Keyboard shortcuts

Press or to navigate between chapters

Press ? to show this help

Press Esc to hide this help

Local Chain Indexer

Version: 2.0.0 Last Updated: 2026-03-16


Reader orientation: This document specifies both the local chain indexer for dev environments and the production protocol state engine for the Golem (a mortal autonomous agent compiled as a single Rust binary running on a micro VM) runtime (section 15). The local indexer uses Ponder + PGlite to provide subgraph-compatible GraphQL access to mirage-rs chain data with no Docker or PostgreSQL. The production protocol state engine maintains a three-layer storage model (hot DashMap for zero-latency reads, warm redb for restart recovery, optional cold layer via rindexer/The Graph) and autonomously discovers new protocols from ~20-30 seed factory addresses. See prd2/shared/glossary.md for full term definitions.

Overview

The local chain indexer provides subgraph-compatible data access for the dev environment.

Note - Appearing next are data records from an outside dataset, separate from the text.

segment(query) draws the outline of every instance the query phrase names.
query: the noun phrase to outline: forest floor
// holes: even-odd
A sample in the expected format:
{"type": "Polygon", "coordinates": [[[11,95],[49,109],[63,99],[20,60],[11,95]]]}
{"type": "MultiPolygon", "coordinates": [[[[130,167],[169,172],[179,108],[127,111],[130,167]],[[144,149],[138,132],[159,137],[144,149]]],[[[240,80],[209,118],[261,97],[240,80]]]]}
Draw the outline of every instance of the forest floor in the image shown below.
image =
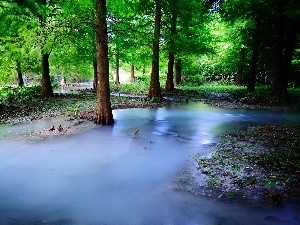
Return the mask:
{"type": "MultiPolygon", "coordinates": [[[[268,109],[300,112],[300,104],[265,106],[228,101],[224,93],[199,96],[194,92],[175,91],[164,94],[162,101],[149,101],[145,96],[112,95],[113,109],[163,107],[174,102],[203,101],[226,108],[268,109]]],[[[67,118],[61,124],[35,130],[24,135],[37,140],[73,134],[94,126],[95,93],[57,94],[48,100],[36,98],[0,105],[0,125],[28,123],[43,118],[67,118]]],[[[2,138],[5,138],[3,136],[2,138]]],[[[211,195],[251,202],[272,202],[300,199],[300,126],[255,126],[222,137],[208,156],[193,157],[194,164],[180,175],[178,189],[194,194],[211,195]]]]}

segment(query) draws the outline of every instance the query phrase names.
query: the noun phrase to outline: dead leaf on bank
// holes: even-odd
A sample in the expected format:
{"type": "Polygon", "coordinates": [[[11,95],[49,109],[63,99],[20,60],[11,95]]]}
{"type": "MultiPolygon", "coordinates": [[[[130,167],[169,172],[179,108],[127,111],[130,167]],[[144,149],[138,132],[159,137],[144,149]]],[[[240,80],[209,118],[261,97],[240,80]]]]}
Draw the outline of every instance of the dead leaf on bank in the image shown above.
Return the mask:
{"type": "Polygon", "coordinates": [[[54,126],[51,126],[49,131],[54,131],[55,130],[55,127],[54,126]]]}

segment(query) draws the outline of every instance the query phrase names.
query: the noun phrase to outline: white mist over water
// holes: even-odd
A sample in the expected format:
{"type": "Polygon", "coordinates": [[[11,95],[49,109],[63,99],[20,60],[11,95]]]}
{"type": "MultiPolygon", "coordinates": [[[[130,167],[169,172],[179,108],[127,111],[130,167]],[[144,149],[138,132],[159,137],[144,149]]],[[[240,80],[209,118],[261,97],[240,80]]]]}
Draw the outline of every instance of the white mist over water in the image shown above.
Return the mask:
{"type": "Polygon", "coordinates": [[[191,156],[208,153],[219,135],[248,124],[300,123],[299,115],[202,103],[113,113],[113,126],[1,141],[0,224],[299,225],[299,205],[249,206],[172,187],[191,156]]]}

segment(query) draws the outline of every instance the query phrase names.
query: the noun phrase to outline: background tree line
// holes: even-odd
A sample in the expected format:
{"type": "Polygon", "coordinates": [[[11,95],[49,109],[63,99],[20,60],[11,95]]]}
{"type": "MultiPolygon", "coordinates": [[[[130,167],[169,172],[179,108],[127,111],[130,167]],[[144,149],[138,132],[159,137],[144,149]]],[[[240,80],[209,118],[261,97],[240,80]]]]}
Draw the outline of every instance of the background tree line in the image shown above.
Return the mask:
{"type": "Polygon", "coordinates": [[[48,98],[55,77],[93,79],[96,89],[103,73],[108,92],[108,74],[118,84],[123,66],[132,81],[136,72],[150,77],[149,98],[184,79],[250,92],[264,83],[286,102],[300,83],[299,20],[297,0],[4,0],[0,84],[17,77],[22,86],[23,74],[35,74],[48,98]]]}

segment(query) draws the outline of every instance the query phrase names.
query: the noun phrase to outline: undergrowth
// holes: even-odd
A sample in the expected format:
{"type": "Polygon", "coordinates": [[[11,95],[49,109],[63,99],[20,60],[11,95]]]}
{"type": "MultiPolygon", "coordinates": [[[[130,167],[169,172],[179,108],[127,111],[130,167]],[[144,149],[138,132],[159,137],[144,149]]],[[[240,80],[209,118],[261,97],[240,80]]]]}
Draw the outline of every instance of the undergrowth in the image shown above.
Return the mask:
{"type": "MultiPolygon", "coordinates": [[[[147,95],[149,86],[150,80],[148,77],[147,79],[137,77],[135,83],[119,85],[111,83],[110,90],[115,94],[147,95]]],[[[161,90],[164,95],[175,98],[178,96],[207,98],[211,93],[227,93],[230,95],[230,98],[227,100],[234,103],[266,106],[280,105],[279,99],[272,93],[271,88],[266,85],[256,86],[255,92],[249,92],[245,86],[222,83],[209,83],[200,86],[178,85],[175,86],[175,91],[173,92],[165,92],[164,86],[161,85],[161,90]]],[[[11,102],[18,104],[22,101],[30,101],[40,97],[40,94],[40,85],[31,87],[2,87],[0,88],[0,105],[6,105],[11,102]]],[[[300,88],[289,88],[288,94],[288,103],[299,103],[300,88]]]]}

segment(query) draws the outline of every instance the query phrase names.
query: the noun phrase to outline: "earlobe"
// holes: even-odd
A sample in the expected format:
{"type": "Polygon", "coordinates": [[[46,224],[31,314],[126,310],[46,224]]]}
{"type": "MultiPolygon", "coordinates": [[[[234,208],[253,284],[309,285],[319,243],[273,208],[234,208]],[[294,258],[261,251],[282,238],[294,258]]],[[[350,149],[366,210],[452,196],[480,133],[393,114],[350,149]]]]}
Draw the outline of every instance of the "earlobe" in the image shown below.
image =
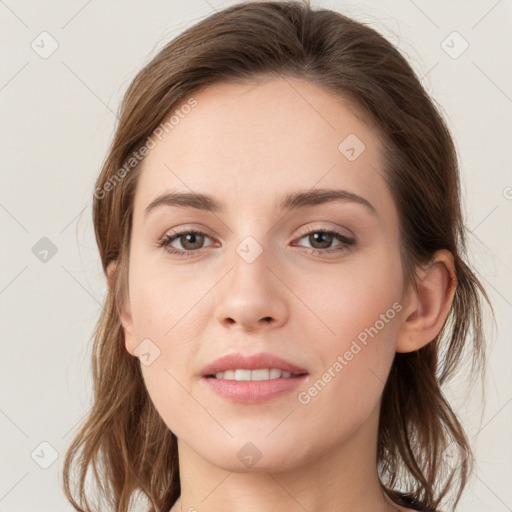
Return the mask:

It uses Ponder v0.9 with PGlite for embedded storage – no Docker, no PostgreSQL. A translation proxy converts The Graph-format GraphQL queries into Ponder’s format, so existing data tools work transparently against the local mirage-rs chain.


Architecture

Data Tools / Debug UI
        |
        | GraphQL (The Graph format)
        v
Translation Proxy (:42070)
        |
        | GraphQL (Ponder format)
        v
Ponder Indexer (:42069)
        |
        | RPC polling
        v
mirage-rs (:8546)
  1. Ponder Indexer – Watches mirage-rs via RPC polling, indexes events into PGlite, exposes GraphQL at port 42069.
  2. Translation Proxy – HTTP server at port 42070, translates The Graph query format to Ponder’s format.
  3. Subgraph Routing – Local chain routes through the proxy instead of The Graph hosted service.

Query Transformations

The GraphPonderTransformation
first: Nlimit: NParameter rename
skip: Noffset: NParameter rename
factories(...)factorys(...)Ponder’s naive plural
Plural resultsUnwrap items arrayResponse wrapping
orderBy, whereSamePass-through

Indexed Entities

EntitySourceKey Events
FactoryV3FactoryPoolCreated
PoolV3Pool (factory pattern)Swap, Mint, Burn, Collect, Initialize
TokenMockERC20Transfer
PositionNonfungiblePositionManagerIncreaseLiquidity, DecreaseLiquidity, Transfer
AgentIdentityRegistryAgentRegistered, AgentUpdated
ReputationReputationRegistryScoreUpdated

V4 events from the singleton PoolManager are indexed via event topic filtering.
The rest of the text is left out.